Wednesday, January 26, 2022

Pythagenpat Using Run Rates

The widespread implementation of seven-inning games during the 2020 season forced a re-examination of some of the standard sabermetric tools. One example is Pythagorean records. It would be foolish to expect that the same run ratio achieved over nine innings would lead to the same expected winning percentage as if it had been achieved over seven innings. Thus, simply taking a team’s composite runs scored and allowed for the season, which consisted of some unique to that team distribution of seven-inning and nine-inning games, and expecting the standard Pythagorean approach to be the best estimate of their overall winning percentage was also foolish.

The approach that one should select to deal with this issue depends on what the desired final estimate is. If one wanted to estimate how many games a team should have won over the course of that season, one reasonable approach would be to develop a proper Pythagorean or Pythagenpat exponent for seven-inning games, and then calculate a team’s estimated winning percentage in seven-inning games using that value, in nine-inning games using the standard approach, and then weighting the results by the percentage of seven-inning and nine-inning games for the team (defining this in terms of the scheduled length of the game and not the actual number of innings that was played in the case of extra-inning seven-inning games).

Tom Tango studied games that were tied entering the third inning to simulate a seven-inning game, and found a Pythagorean exponent of 1.57 was appropriate. Of course that’s fixed rather than Pythagenpat exponent, but you could use the same approach to develop an equivalent Pythagenpat formula, and then apply as described above. 

I decided that I more interested in attempting to estimate what the team’s W% would have been under standard conditions (i.e. nine-inning games as the default, as we normally view a major league season). Thus I was interested in what a team’s W% “should have been” had they played in a normal season. This allowed me to skip the step of dealing with seven-inning games, and instead think about the best way to fit their 2020 data into the standard formulas. Of course, the silly runs scored in extra inning games are a problem, but I chose to ignore them for the sake of expediency (and in hopes that this all would be a temporary problem) and use the team’s runs (and allowed) per nine innings to plug into Pythagenpat.
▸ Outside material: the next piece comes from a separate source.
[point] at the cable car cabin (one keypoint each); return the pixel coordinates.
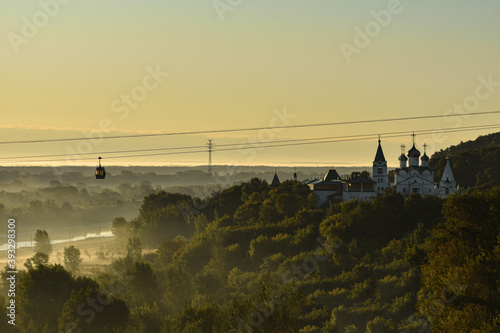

In thinking about this, I was reminded of a related issue that I have been aware of for a long time, which is the reduced accuracy of Pythagorean estimates (and really all R/RA estimates of W%) as pertains to home and away games. If you look at 2010-2019 major league data and use Pythagenpat with x = RPG^.29, the RMSE of estimate team W% multiplied by 162 is 3.977 (for the sake of convenience I’ll just call this RMSE going forward, but this can be thought of as the standard error per 162 games). If you just look at away games, the RMSE is 6.537, and for home games it is 6.992. 

It should not surprise us that the error is larger, as we have just halved the number of games for each observation, and we should generally expect larger deviations from expectation over small samples. However, it’s not just the magnitude of the error that matters. Over this span, home teams averaged a .535 W% and road teams (of course) the complement of .465. But the Pythagenpat record of home teams was .514, and for road teams .486. One’s first inclination upon seeing this might be to say “Aha! Evidence of home field advantage manifesting itself. Home teams exceed their Pythagenpat record by .021 wins due to [insert explanation...strategic advantage of batting in the bottom of the ninth, crowd support allowing them to will runs when needed, etc.]”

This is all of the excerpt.